Pakistan is said to be arm-twisting the Taliban government in Kabul to accept the Durand Line and to stop opposing the fence being constructed along the border.
Pakistan has threatened to stop transit to Afghans across the Durand Line if
the Taliban government failed to accept the proposition. The Taliban government is reportedly miffed at this Pakistani blackmail and has made it clear in no uncertain terms that such conditions on the Durand Line were unacceptable.
The Taliban government, like the previous governments, is historically
opposed to the Durand line and has expressed unhappiness over the border
fence being constructed by Pakistan. The Pashtuns believe that the Durand
Line divides their homeland.
Pakistan has viewed the Durand Line as critical to its survival as a Punjabi-
dominated Sunni country. Even whispers of Great Paktunistan, a Pashtun
nation encompassing Pashtun-dominated areas across the current border,
raises grave suspicions in Pakistan, especially in the army.
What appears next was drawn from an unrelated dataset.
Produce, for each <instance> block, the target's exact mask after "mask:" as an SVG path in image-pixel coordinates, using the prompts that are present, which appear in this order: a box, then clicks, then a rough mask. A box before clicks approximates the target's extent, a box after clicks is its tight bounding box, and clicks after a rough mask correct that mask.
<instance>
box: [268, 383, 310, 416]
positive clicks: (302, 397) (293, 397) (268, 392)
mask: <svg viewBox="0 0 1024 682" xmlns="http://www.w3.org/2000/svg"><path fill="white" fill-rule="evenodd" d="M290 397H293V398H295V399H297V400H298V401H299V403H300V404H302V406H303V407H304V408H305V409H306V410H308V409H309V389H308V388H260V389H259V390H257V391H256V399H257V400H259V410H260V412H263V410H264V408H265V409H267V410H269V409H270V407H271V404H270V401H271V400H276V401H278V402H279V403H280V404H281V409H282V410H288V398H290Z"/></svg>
The area is home
to some 35 million Afghans, 15 million of them in Afghanistan.
As it began to lose clout over militant groups, once spawned and controlled
by them, the Pakistan Army decided to fence the long and arduous border
with Afghanistan, a move which triggered several run-offs between the
armed forces of both the countries. With the Taliban taking over Kabul,
Pakistan visualised a cakewalk.
But it was not to be, as the recent events had shown. The Taliban government refused to make any commitment on the issue despite Pakistan
making it clear at the outset that it could become a stumbling block in their
relationship. Once the Taliban spokesman made its opposition to the border
fencing, Pakistan hit back with a crippling blockade at Chaman border post
early October. It is the second largest border checkpoint with thousands of
trucks and men travelling across the highway every day. The crossing is a
major source of revenue for the cash-strapped Taliban government.
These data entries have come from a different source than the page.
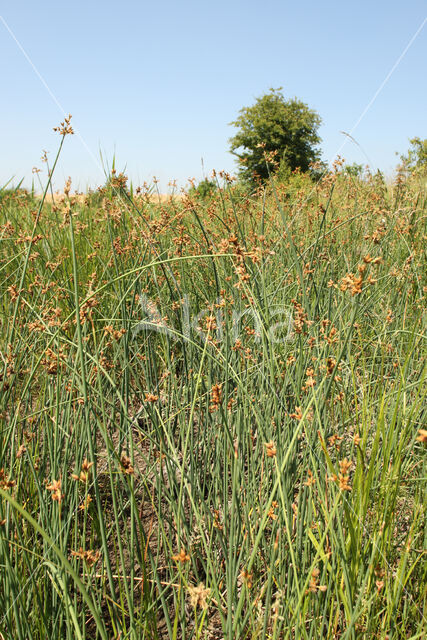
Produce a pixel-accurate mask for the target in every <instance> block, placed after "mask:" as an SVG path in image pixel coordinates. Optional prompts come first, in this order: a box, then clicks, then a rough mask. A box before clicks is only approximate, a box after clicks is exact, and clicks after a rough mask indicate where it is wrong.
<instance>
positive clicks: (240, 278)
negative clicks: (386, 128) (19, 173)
mask: <svg viewBox="0 0 427 640" xmlns="http://www.w3.org/2000/svg"><path fill="white" fill-rule="evenodd" d="M68 124H69V123H68ZM61 133H62V134H63V136H64V135H66V133H67V132H66V125H64V131H63V132H61ZM62 140H63V138H62ZM61 144H62V143H61ZM52 170H54V166H53V169H52ZM296 180H298V188H296V187H295V184H296ZM116 183H117V184H116ZM220 184H221V185H222V186H219V187H218V188H216V189H213V190H212V191H210V192H209V198H204V197H203V198H202V197H199V194H198V193H190V194H187V195H185V194H184V195H183V197H181V198H179V199H174V198H170V199H169V200H165V201H159V202H158V203H157V202H154V201H153V198H152V197H150V194H149V193H148V192H147V194H145V193H144V191H141V190H136V192H134V191H133V190H132V193H131V192H130V191H129V189H127V186H126V179H125V177H124V176H122V175H121V174H119V175H117V174H114V175H112V176H111V178H110V179H109V182H108V186H107V187H105V188H104V189H101V190H100V191H98V192H97V193H95V194H88V195H86V196H73V195H71V186H70V184H68V185H67V186H66V188H65V191H64V195H63V196H62V197H60V198H59V197H54V198H53V199H52V200H51V201H49V202H46V201H45V200H44V199H41V200H40V201H36V200H34V198H33V197H32V196H28V197H26V196H25V193H24V194H23V193H22V192H21V191H20V192H19V193H18V192H14V191H8V192H7V194H5V195H3V197H2V201H1V227H0V233H1V238H2V242H1V247H0V251H1V256H0V258H1V262H0V268H1V272H2V280H1V282H2V286H1V290H0V298H1V322H2V333H1V345H0V349H1V355H2V372H1V379H0V380H1V381H0V384H1V387H2V393H1V399H0V402H1V406H0V413H1V430H0V433H1V436H0V524H1V526H0V581H1V584H2V588H1V589H0V612H1V614H0V637H3V638H19V639H20V640H21V639H22V640H24V639H25V640H26V639H29V638H31V639H40V640H41V639H42V638H50V639H52V640H53V639H58V640H59V639H60V638H61V639H63V638H70V639H71V638H81V639H89V638H103V639H106V638H129V639H130V638H132V639H139V638H147V639H148V638H150V639H151V638H187V639H190V638H212V639H214V638H227V639H228V640H231V639H233V638H247V639H249V638H250V639H254V640H255V639H264V638H272V639H273V638H275V639H279V638H320V637H324V638H338V637H339V638H348V639H350V638H368V637H372V638H374V637H377V638H386V637H388V638H420V637H421V636H422V634H423V629H425V608H424V607H425V600H424V599H425V569H426V565H425V552H424V551H423V549H424V548H425V501H424V494H423V491H424V484H423V483H424V478H425V459H424V452H425V440H426V432H425V395H426V386H425V354H426V349H425V340H426V337H425V324H424V322H425V317H424V312H425V299H426V298H425V296H426V284H427V283H426V280H425V274H426V268H425V267H426V264H425V246H424V243H425V238H426V192H425V186H423V184H422V182H417V181H416V180H413V179H411V178H407V177H403V176H400V178H399V179H398V181H397V182H396V184H394V185H392V186H387V185H385V183H384V182H383V180H382V179H381V176H378V175H377V176H372V175H370V174H367V175H364V176H363V178H361V177H358V176H354V175H352V174H351V173H349V172H345V171H343V170H342V167H341V166H340V164H339V163H338V165H336V166H335V168H334V170H333V171H332V172H330V173H328V174H325V175H324V176H323V177H322V179H321V180H320V181H318V182H316V183H314V182H312V181H311V180H310V179H307V180H306V179H305V178H304V179H303V178H301V177H298V176H297V177H296V178H295V180H294V182H292V179H291V180H290V181H289V182H288V183H286V184H270V185H269V186H268V187H267V188H266V189H265V190H264V191H262V192H261V193H259V194H255V195H248V194H246V193H245V192H243V191H242V190H238V189H236V188H235V187H234V185H233V183H232V180H231V179H230V177H229V176H227V175H226V174H225V175H224V176H223V183H220ZM116 187H117V188H116ZM47 189H48V186H47V188H46V192H47ZM24 612H28V613H27V614H25V615H24Z"/></svg>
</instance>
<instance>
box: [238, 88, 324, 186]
mask: <svg viewBox="0 0 427 640" xmlns="http://www.w3.org/2000/svg"><path fill="white" fill-rule="evenodd" d="M230 124H231V125H233V126H234V127H236V128H237V129H238V131H237V133H236V135H235V136H233V137H232V138H230V140H229V142H230V145H231V148H230V151H231V153H232V154H233V155H235V156H236V157H237V158H238V161H239V164H240V175H241V177H242V178H243V179H244V180H249V181H253V180H254V179H257V178H261V180H266V179H267V178H268V175H269V170H268V168H267V162H266V159H267V160H268V163H269V169H270V172H275V171H277V170H279V171H280V173H281V174H283V173H286V172H290V171H293V170H295V169H297V168H299V169H300V170H301V171H308V169H309V168H310V164H311V163H314V162H316V161H318V160H319V159H320V151H319V149H318V148H317V145H318V144H319V143H320V137H319V135H318V133H317V130H318V128H319V126H320V124H321V118H320V116H319V115H318V113H317V112H316V111H314V110H313V109H310V108H309V107H308V106H307V105H306V104H305V103H304V102H301V100H297V99H296V98H292V99H290V100H285V98H284V96H283V94H282V92H281V88H279V89H270V91H269V93H266V94H265V95H263V96H261V97H260V98H257V100H256V102H255V104H254V105H252V106H251V107H244V108H243V109H241V110H240V111H239V116H238V118H237V119H236V120H234V121H233V122H231V123H230Z"/></svg>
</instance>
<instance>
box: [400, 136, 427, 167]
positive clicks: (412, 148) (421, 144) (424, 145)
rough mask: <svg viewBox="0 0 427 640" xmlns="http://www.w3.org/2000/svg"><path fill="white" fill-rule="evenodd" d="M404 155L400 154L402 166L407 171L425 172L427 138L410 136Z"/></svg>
mask: <svg viewBox="0 0 427 640" xmlns="http://www.w3.org/2000/svg"><path fill="white" fill-rule="evenodd" d="M409 142H410V143H411V146H410V147H409V149H408V153H407V155H406V156H400V158H401V160H402V163H403V166H404V168H405V169H408V170H409V171H414V170H418V171H420V172H423V173H424V172H427V138H426V139H424V140H421V138H411V140H409Z"/></svg>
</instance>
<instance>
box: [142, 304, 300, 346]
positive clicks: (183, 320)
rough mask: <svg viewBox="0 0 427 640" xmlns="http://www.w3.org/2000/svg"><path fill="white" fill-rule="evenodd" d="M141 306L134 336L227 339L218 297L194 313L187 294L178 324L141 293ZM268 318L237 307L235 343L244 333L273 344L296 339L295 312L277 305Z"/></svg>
mask: <svg viewBox="0 0 427 640" xmlns="http://www.w3.org/2000/svg"><path fill="white" fill-rule="evenodd" d="M139 305H140V309H141V315H142V320H141V321H140V322H138V323H137V324H136V325H135V326H134V327H133V330H132V335H133V337H135V336H137V335H138V334H139V333H141V332H144V333H147V332H154V333H160V334H163V335H167V336H168V337H169V338H170V339H171V340H174V341H175V340H176V341H182V340H184V341H193V340H195V339H198V340H199V341H201V342H202V343H204V342H205V341H206V340H208V339H209V338H210V339H211V340H212V339H213V340H215V341H216V342H222V341H223V340H224V332H225V326H226V317H225V313H224V303H223V301H222V300H216V301H215V303H214V304H212V305H209V307H207V308H205V309H202V310H201V311H199V312H198V313H197V314H194V315H192V313H191V304H190V297H189V296H188V295H184V297H183V298H182V300H181V304H180V316H181V321H180V323H177V324H176V326H175V325H172V324H171V322H170V320H169V319H166V318H165V317H163V316H162V315H161V313H160V311H159V309H158V307H157V305H156V304H155V303H154V302H153V300H151V299H150V298H148V296H146V295H140V296H139ZM227 317H229V316H227ZM268 319H269V320H268V322H266V321H265V318H264V317H263V316H262V315H261V313H260V312H259V311H258V310H257V309H256V308H255V307H248V308H246V309H243V310H237V309H233V311H232V314H231V327H230V326H229V329H230V328H231V336H232V341H233V343H235V342H237V341H238V340H239V339H240V337H241V336H242V333H243V332H245V333H250V334H251V335H253V337H254V340H255V342H257V343H260V342H262V341H263V340H266V341H268V342H271V343H273V344H279V343H284V342H289V341H291V340H292V339H293V336H294V331H293V326H294V323H293V314H292V311H290V310H289V309H288V308H286V307H284V306H281V305H277V307H276V308H274V309H269V312H268Z"/></svg>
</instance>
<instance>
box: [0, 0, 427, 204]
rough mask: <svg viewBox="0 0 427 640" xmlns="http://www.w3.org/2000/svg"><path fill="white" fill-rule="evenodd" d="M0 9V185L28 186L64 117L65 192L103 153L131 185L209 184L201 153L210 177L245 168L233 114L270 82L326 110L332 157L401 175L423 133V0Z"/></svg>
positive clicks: (87, 176)
mask: <svg viewBox="0 0 427 640" xmlns="http://www.w3.org/2000/svg"><path fill="white" fill-rule="evenodd" d="M0 7H1V9H0V16H1V20H0V65H1V80H2V88H1V98H2V99H1V100H0V145H1V157H0V183H1V184H4V182H6V181H7V180H8V179H9V178H11V177H12V176H15V178H14V182H15V184H16V183H17V181H18V180H19V179H20V178H23V177H24V178H25V179H26V185H27V186H29V185H31V180H32V177H33V176H32V168H33V167H34V166H36V167H39V168H43V167H44V165H43V163H41V161H40V157H41V155H42V151H43V150H44V149H46V150H47V151H48V152H49V158H50V160H51V161H52V159H53V157H54V155H55V150H56V148H57V143H58V140H59V138H58V135H57V134H54V133H53V132H52V127H53V126H55V125H56V124H58V123H59V121H60V120H62V119H63V114H64V111H65V112H66V113H68V112H69V113H71V114H72V115H73V125H74V127H75V129H76V132H77V133H78V135H75V136H72V137H71V136H70V137H68V138H67V139H66V141H65V143H66V144H65V149H64V152H63V155H62V158H61V161H60V165H59V167H58V172H57V175H56V180H55V187H56V188H62V186H63V184H64V181H65V179H66V177H68V175H70V176H71V177H72V179H73V188H78V189H81V190H84V189H86V188H87V187H88V186H91V187H95V186H98V185H99V184H102V182H103V173H102V168H101V163H100V150H101V151H102V153H103V155H104V157H105V158H106V159H107V162H108V163H111V161H112V158H113V155H114V154H115V155H116V165H117V168H118V169H119V170H123V169H125V171H126V173H127V174H128V175H129V177H130V178H131V179H132V181H133V182H134V183H135V184H142V183H143V182H144V181H151V179H152V177H153V176H157V177H158V178H159V179H160V185H161V189H162V190H163V191H165V190H166V189H167V183H168V181H169V180H172V179H177V180H178V182H179V184H180V185H182V184H184V183H185V181H186V179H187V178H188V177H193V176H194V177H196V178H197V179H200V178H201V177H202V167H201V158H203V161H204V167H205V172H206V174H209V173H210V171H211V170H212V169H213V168H215V169H217V170H220V169H224V170H227V171H230V172H235V169H236V166H235V163H234V160H233V157H232V156H231V155H230V154H229V152H228V147H229V145H228V139H229V137H230V136H231V135H233V128H232V127H230V126H229V123H230V121H232V120H234V119H235V117H236V116H237V114H238V111H239V109H240V108H242V107H244V106H249V105H251V104H252V103H253V102H254V100H255V99H256V97H257V96H260V95H262V94H263V93H265V92H266V91H268V89H269V88H270V87H275V88H276V87H283V93H284V94H285V96H286V97H295V96H296V97H297V98H299V99H302V100H303V101H304V102H306V103H307V104H308V105H309V106H310V107H312V108H314V109H316V110H317V111H318V113H319V114H320V116H321V117H322V120H323V124H322V127H321V129H320V135H321V137H322V140H323V142H322V150H323V157H324V159H325V160H331V159H332V158H333V157H334V156H335V155H336V153H337V152H339V153H340V154H341V155H342V156H344V157H345V158H346V159H347V161H349V162H358V163H363V164H365V163H367V162H368V161H367V157H368V158H369V161H370V164H371V166H372V168H374V169H376V168H377V167H379V168H381V169H382V170H383V171H385V172H386V173H387V174H390V173H391V172H392V169H393V167H394V166H395V165H396V162H397V157H396V155H395V152H396V151H397V152H399V153H402V152H404V151H406V149H407V148H408V138H411V137H414V136H419V137H421V138H425V137H427V118H426V116H427V108H426V105H427V82H426V80H427V77H426V76H427V74H426V69H427V64H426V63H427V23H425V22H424V21H425V18H426V16H427V3H426V2H425V1H422V0H413V1H411V0H407V1H406V2H396V0H387V1H384V0H370V1H366V0H359V1H358V2H346V1H345V0H344V1H343V0H341V1H339V2H338V1H333V2H328V1H320V0H309V1H300V2H295V0H292V1H290V0H263V1H261V0H228V1H226V0H216V2H209V3H208V2H204V1H203V0H155V1H154V2H153V1H150V2H147V1H146V0H140V1H139V2H138V1H136V0H134V1H129V0H122V2H112V1H110V0H103V1H102V2H101V1H98V0H96V1H94V0H85V1H82V0H74V2H62V1H61V0H55V2H52V1H47V0H42V1H41V2H38V3H35V2H29V1H28V0H27V1H25V2H19V0H14V1H13V2H12V1H10V0H9V1H8V2H1V3H0ZM423 22H424V26H423V28H422V29H421V30H420V31H419V33H418V35H417V36H416V37H415V39H413V36H415V34H416V32H417V31H418V30H419V28H420V27H421V26H422V25H423ZM6 25H7V26H6ZM7 27H8V28H9V29H10V31H11V32H12V33H13V36H14V37H15V38H16V40H15V39H14V37H13V36H12V35H11V33H10V32H9V31H8V28H7ZM411 39H413V42H412V44H411V46H410V47H409V49H408V50H407V51H406V53H405V54H404V52H405V49H406V48H407V45H408V44H409V43H410V41H411ZM18 43H19V44H18ZM20 47H22V49H24V50H25V53H26V55H27V56H28V58H26V56H25V55H24V53H23V51H22V49H21V48H20ZM402 54H404V55H403V57H402V59H401V60H400V62H398V60H399V57H401V56H402ZM30 61H31V63H30ZM396 62H398V64H397V66H396V67H395V69H394V71H393V72H392V73H391V75H390V77H389V79H388V81H387V82H386V84H385V85H384V87H383V88H382V89H381V90H380V92H379V94H378V96H377V97H376V99H375V100H374V101H373V103H372V104H371V105H370V106H369V107H368V105H369V103H370V102H371V100H372V98H373V97H374V96H375V94H376V92H377V91H378V90H379V89H380V88H381V85H382V83H383V82H384V81H385V79H386V78H387V76H388V75H389V73H390V71H392V69H393V66H394V65H395V64H396ZM32 65H34V66H32ZM35 69H37V72H38V73H39V74H40V76H41V77H42V79H43V81H44V83H45V84H46V85H47V87H48V88H47V87H46V86H45V84H44V83H43V82H42V80H41V78H40V77H39V76H38V75H37V73H36V71H35ZM48 89H49V90H48ZM59 105H60V106H59ZM367 107H368V109H367V110H366V108H367ZM61 109H62V110H61ZM340 131H347V132H348V133H352V135H353V136H354V138H355V139H356V140H357V141H358V143H359V145H360V146H361V147H362V149H363V151H362V150H361V148H360V147H358V146H356V145H355V144H354V143H352V142H351V141H348V139H346V138H345V136H343V134H342V133H340ZM43 175H45V174H41V176H43ZM1 184H0V186H1Z"/></svg>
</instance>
With border disruptions at Torkham and withdrawal of PIA flights from Kabul, Pakistan’s message to the Taliban is loud and clear—fall in line or face consequences. These brazenly threatening posturing from Pakistan has riled the Taliban government where there is no consensus on any remission on the issue of Durand Line or the border fencing. It is well known how fiercely the Taliban founder, Mullah Omar, had opposed any reconciliatory position on Durand Line.
There is no evidence of any change in the traditional Pashtun opposition to Durand Line. Even if the Haqqani faction in the Taliban government were to favour Pakistani position, other factions remain opposed to border fencing as well as the overall issue Durand Line. Any attempt to force a decision in favour of Pakistan could splinter the Taliban which is already weakened by dissensions since it formed the government in Kabul after a bloody military campaign assisted by Pakistan.
This jockeying has made one thing clear—the honeymoon between Pakistan
and the Taliban is over. Now is the time for realpolitik where Pakistan will
press hard for concessions on boundary issues while the Taliban will resist
any attempt to water down the Pashtun identity. The Durand Line could thus become a point of conflict between the two allies, an eventuality not lost on Pakistan. Hence it is trying to press the floundering Taliban government in Kabul hard and long to step back from Durand Line.